Her answer was, “That’s the whole idea. I don’t want another baby now. Very soon, the company would select people to go abroad and work. I want to be available for selection. How can I do that if I’m carrying a baby when the time comes?”

She came home with a pack. Anytime I wanted shuperu, she would pull the drawer and throw one at me. “If it’s not on, it’s not in,” she will tell me. I will protest but I was the one who needed the satisfaction so I would grudgingly put it on before a game could start. We’ve been doing this for about a year now.

That aside, She doesn’t do anything in the house. She doesn’t cook and doesn’t clean. After setting the child up for school, that’s all. The child is the only responsibility she has in the house. Anything concerning me is out of the conversation. She doesn’t cook because she’s tired all the time. She doesn’t work on weekends but when I suggest we cook something and put it in the fridge, she will tell me, “I can get something to eat before coming home. If food is that important to you, then do it yourself.”

We’ll argue. She would ask me what I had done for her lately; “I work hard to provide for myself. The car I drive, I bought it. The clothes I wear, I buy them. I’ll do all these for myself and you still want me to cook for you?”

READ ALSO: I Don’t Want Him Anymore But My Family Is Still Very Much In Love With Him

We ended up in front of her parents. That was the day I realized she had completed her parents’ house for them. She was the provider for them so there was very little they could say to her. I was looking for some sort of stern warning to her to change her ways but all they did was beg her to change. She came home and continued being the woman I complained about. I was so ashamed to bring my parents in knowing what they told me before marriage. Somehow they got the hint that all was not well but I assured them that all was well.

one night, we had a fight over shuperu. She said she was tired. Later she said something about abdominal pain and shifted to yeast infection. I wasn’t ready to listen so she said, “If that’s all you want, then get another wife and leave me alone.”

I was shocked to the marrow; “Esi, are you asking for a divorce?” She answered nasally, “I haven’t said that but if that’s what you want, then so be it.”

When a wife gets that far, then it means something has been opened to her. I was interested to see what that thing was so I started probing. I went through her messages and found nothing. It was on her recent activities on Facebook that I saw she had commented on a post on Tell it Moms. She was advising someone who was complaining about her man. She said something like, “Hustle and get your own, you’ll realize that you don’t need a man.” That alone was enough for me to get into her mindset.

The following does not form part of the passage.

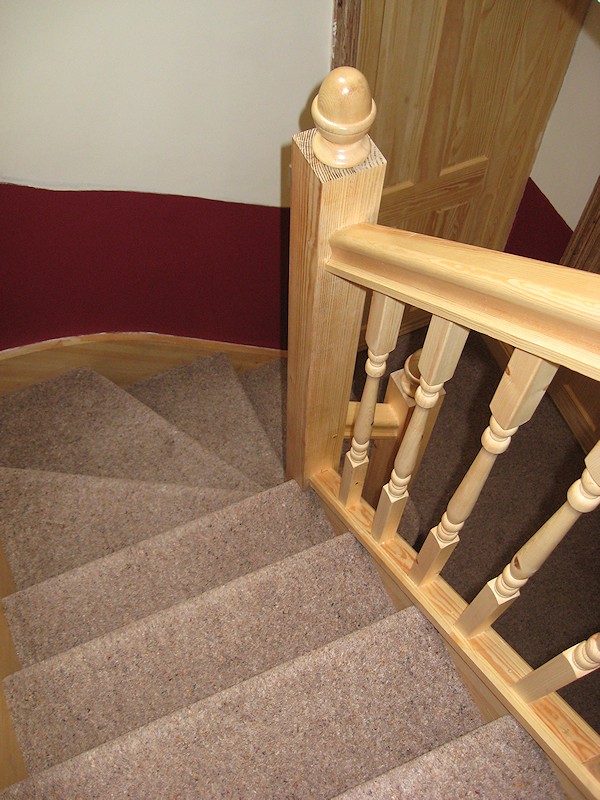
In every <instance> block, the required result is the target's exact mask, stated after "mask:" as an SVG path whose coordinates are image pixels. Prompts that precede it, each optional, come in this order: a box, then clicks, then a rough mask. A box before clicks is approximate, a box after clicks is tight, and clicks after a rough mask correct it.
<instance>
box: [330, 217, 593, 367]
mask: <svg viewBox="0 0 600 800" xmlns="http://www.w3.org/2000/svg"><path fill="white" fill-rule="evenodd" d="M329 241H330V246H331V256H330V258H329V259H328V262H327V264H326V269H327V270H328V271H329V272H331V273H333V274H334V275H337V276H339V277H341V278H345V279H346V280H349V281H352V282H353V283H355V284H358V285H360V286H364V287H366V288H369V289H373V290H375V291H378V292H381V293H383V294H387V295H388V296H389V297H394V298H395V299H396V300H400V301H401V302H404V303H411V304H414V305H417V306H419V307H420V308H423V309H425V310H426V311H430V312H431V313H433V314H435V315H437V316H441V317H443V318H444V319H447V320H449V321H451V322H456V323H458V324H460V325H465V326H467V327H469V328H471V329H473V330H476V331H479V332H480V333H483V334H487V335H489V336H492V337H493V338H495V339H499V340H501V341H504V342H507V343H508V344H511V345H513V346H514V347H518V348H519V349H521V350H525V351H527V352H529V353H532V354H534V355H537V356H540V357H541V358H544V359H546V360H547V361H551V362H553V363H555V364H560V365H563V366H566V367H569V368H570V369H573V370H575V371H576V372H580V373H581V374H583V375H587V376H589V377H591V378H594V379H596V380H600V276H599V275H596V274H594V273H590V272H584V271H581V270H574V269H571V268H569V267H560V266H557V265H555V264H546V263H545V262H543V261H535V260H533V259H529V258H523V257H520V256H513V255H510V254H508V253H500V252H497V251H495V250H486V249H484V248H479V247H474V246H472V245H465V244H460V243H458V242H450V241H446V240H442V239H436V238H435V237H432V236H424V235H422V234H418V233H412V232H409V231H400V230H396V229H394V228H386V227H383V226H381V225H373V224H367V223H361V224H358V225H352V226H349V227H347V228H344V229H342V230H338V231H336V232H335V233H334V234H333V235H332V236H331V237H330V240H329Z"/></svg>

My dad recently asked me, “Did you maltreat her when you were the one taking care of her?” I answered, “I can swear before any chosen gods that I never did that. I was giving her weekly allowances. I was listening to her needs and providing for them even before they arrived.” My dad said, “If she had a job before you talked about marriage, she would have said no and all these would have been avoided. The ball is in your court now.”

What Was Your Response When An Ex Wanted To Come Back?

I feel so embarrassed hearing my parents insinuate that they told me and I didn’t listen. I’m not thinking about divorce now. I will keep digging deeper to see what’s rocking her boat. Divorce would have been easier if we didn’t have a child. I don’t want to be that man who had kids with two different women. I don’t want to be that man who brought another woman home to maltreat his child. No, I don’t want to be a divorcee at this young age. I will keep trying and see how it goes. If it’s the money that’s going into her head, one day she’ll know money doesn’t answereth all. If there are ulterior things influencing her new lifestyle, I’ll find that one out very soon.